所以,剛剛踏進這間房子,屋中原本熱烈談論的兩人霎時間閉了口,讓兩個人,四隻眼睛,全部都盯在自己的身上,甚至連天之驕子的李承乾李大太子,在這個時候都淪落爲陪襯。
張揚這時候不知是該驕傲還是該可悲,在太子殿下在場的時候,能成爲别人眼中的絕對主角,他的人生已經圓滿了,但是,你們眼中那讓人很不爽的神色到底是怎麽回事兒?
按捺住心中的不爽,張揚還是低頭行禮,“學生張揚,見過院長大人,哦,還有康夫子!”
接着,張揚可悲的發現,緊緊是因爲自己有了那麽一刹那間的停頓,本來見到自己臉色都不好的康老夫子,這下子臉色徹底的變成了焦炭。

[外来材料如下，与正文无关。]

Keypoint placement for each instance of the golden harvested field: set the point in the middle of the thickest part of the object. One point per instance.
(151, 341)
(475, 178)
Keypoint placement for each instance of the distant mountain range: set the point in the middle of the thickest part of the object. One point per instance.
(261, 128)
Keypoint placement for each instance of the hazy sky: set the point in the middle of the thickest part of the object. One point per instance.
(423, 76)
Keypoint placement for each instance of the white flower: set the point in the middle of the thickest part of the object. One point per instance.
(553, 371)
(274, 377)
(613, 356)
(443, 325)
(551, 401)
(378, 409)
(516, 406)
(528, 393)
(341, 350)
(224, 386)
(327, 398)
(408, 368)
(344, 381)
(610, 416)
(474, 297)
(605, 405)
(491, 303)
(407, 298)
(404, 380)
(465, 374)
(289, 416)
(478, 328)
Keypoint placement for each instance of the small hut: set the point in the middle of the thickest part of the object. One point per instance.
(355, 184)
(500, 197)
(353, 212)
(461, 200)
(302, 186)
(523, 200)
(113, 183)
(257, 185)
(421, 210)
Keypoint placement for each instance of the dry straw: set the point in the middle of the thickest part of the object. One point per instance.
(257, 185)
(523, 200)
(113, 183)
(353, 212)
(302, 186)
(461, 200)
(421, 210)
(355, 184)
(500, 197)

阿彌陀佛,他本來不是這麽個意思,但是,說出的話的确有些讓人誤會,就好像自己對康老夫子不是多嗎重視一般,可是天知道,張揚是多麽的冤枉,剛才就是因爲聽到了康老夫子的聲音,才這門外有那麽一瞬間的停頓的。
“哦,你這小家夥來這裏幹什麽?”
見到兩人一見面氣氛都有些不正常了,孔思遠趕緊說話,對于張揚,他可是十分滿意的,要不然的話,也不會想着忽悠他做自己的關門弟子了,隻不過在看到孔清韻拿來的這小子所寫的術算知識,孔思遠深深的挫敗了,對于張揚這個小家夥,隐隐有些佩服!